Caren Rangi of Hawkes Bay, is of Cook Islands Māori descent, and is a former member of the Pacific Arts Committee of Creative New Zealand. She is an experienced public sector governance practitioner, with a passion for Cook Islands Māori dance, music and cultural history. Caren is a qualified accountant and auditor who owns and operates Ei Mua Consulting Ltd, providing consulting services in facilitation, strategic planning and training. Caren is a board member for NZ On Air (the Broadcasting Commission) and the Charities Registration Board. She is also a trustee of the Eastern and Central Community Trust, and Pacific Homecare Services, and was a founding board member of the National Pacific Radio Trust.
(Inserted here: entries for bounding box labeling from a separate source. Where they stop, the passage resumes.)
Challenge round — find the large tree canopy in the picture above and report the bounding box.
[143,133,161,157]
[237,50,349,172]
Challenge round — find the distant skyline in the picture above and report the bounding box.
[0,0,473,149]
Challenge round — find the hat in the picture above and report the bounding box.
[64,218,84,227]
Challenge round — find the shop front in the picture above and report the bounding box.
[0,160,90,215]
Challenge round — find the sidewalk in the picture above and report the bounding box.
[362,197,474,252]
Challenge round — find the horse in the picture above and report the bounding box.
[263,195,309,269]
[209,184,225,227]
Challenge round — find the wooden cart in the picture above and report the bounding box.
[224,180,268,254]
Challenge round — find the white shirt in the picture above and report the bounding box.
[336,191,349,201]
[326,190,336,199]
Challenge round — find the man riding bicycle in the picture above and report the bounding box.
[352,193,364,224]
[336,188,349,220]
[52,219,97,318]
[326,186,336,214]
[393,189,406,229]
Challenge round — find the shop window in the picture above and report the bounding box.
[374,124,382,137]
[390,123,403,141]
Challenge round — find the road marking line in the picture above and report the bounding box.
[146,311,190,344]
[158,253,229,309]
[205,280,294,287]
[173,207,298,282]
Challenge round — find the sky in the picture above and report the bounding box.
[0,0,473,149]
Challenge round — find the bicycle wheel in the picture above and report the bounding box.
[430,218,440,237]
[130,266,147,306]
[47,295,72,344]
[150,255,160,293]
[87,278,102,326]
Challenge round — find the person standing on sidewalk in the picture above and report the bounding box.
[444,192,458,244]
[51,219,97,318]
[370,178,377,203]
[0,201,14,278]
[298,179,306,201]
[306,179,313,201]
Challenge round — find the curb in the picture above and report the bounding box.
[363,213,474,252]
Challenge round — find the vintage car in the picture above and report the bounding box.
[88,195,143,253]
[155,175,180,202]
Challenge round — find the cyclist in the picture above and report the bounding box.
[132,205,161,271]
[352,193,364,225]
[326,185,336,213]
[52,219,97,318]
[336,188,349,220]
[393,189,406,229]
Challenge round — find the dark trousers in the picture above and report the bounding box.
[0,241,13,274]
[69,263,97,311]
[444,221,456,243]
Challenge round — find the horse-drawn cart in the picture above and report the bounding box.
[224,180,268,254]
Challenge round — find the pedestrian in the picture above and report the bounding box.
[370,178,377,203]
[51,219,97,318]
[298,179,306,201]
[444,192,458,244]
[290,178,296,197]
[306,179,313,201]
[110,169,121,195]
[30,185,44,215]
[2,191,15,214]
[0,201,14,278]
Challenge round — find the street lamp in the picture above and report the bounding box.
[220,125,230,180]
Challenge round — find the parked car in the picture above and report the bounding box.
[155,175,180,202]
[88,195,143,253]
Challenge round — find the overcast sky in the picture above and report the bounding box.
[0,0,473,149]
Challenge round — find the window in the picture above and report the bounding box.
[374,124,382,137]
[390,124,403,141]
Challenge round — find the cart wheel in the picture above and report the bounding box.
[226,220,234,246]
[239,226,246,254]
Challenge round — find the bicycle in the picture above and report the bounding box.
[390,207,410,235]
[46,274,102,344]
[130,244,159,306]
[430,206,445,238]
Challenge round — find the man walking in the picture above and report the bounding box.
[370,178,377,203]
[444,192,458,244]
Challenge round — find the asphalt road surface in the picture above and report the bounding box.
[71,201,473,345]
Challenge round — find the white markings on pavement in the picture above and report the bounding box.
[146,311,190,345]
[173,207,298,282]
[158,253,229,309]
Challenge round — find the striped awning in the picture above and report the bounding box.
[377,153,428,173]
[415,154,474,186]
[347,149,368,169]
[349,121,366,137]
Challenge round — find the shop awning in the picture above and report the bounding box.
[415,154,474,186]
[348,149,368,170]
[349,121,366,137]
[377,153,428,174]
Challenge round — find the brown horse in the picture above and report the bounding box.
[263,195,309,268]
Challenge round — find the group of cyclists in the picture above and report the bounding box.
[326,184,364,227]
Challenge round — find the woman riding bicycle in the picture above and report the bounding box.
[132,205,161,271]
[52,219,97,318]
James Wallace of South Canterbury was a member of the former Arts Council of Creative New Zealand. He is a lawyer in private practice and lives on a small farm near Geraldine. James was previously a member of the QE2 Arts Council for four years before it became Creative New Zealand in 1994. He has also been involved in arts development at a community level through arts festivals, community arts councils, music, theatre and gallery groups. In recent times James has been a board member of Arts Access Aotearoa and Arts on Tour NZ. In 2014 he was awarded the New Zealand Order of Merit for his contribution to arts and conservation.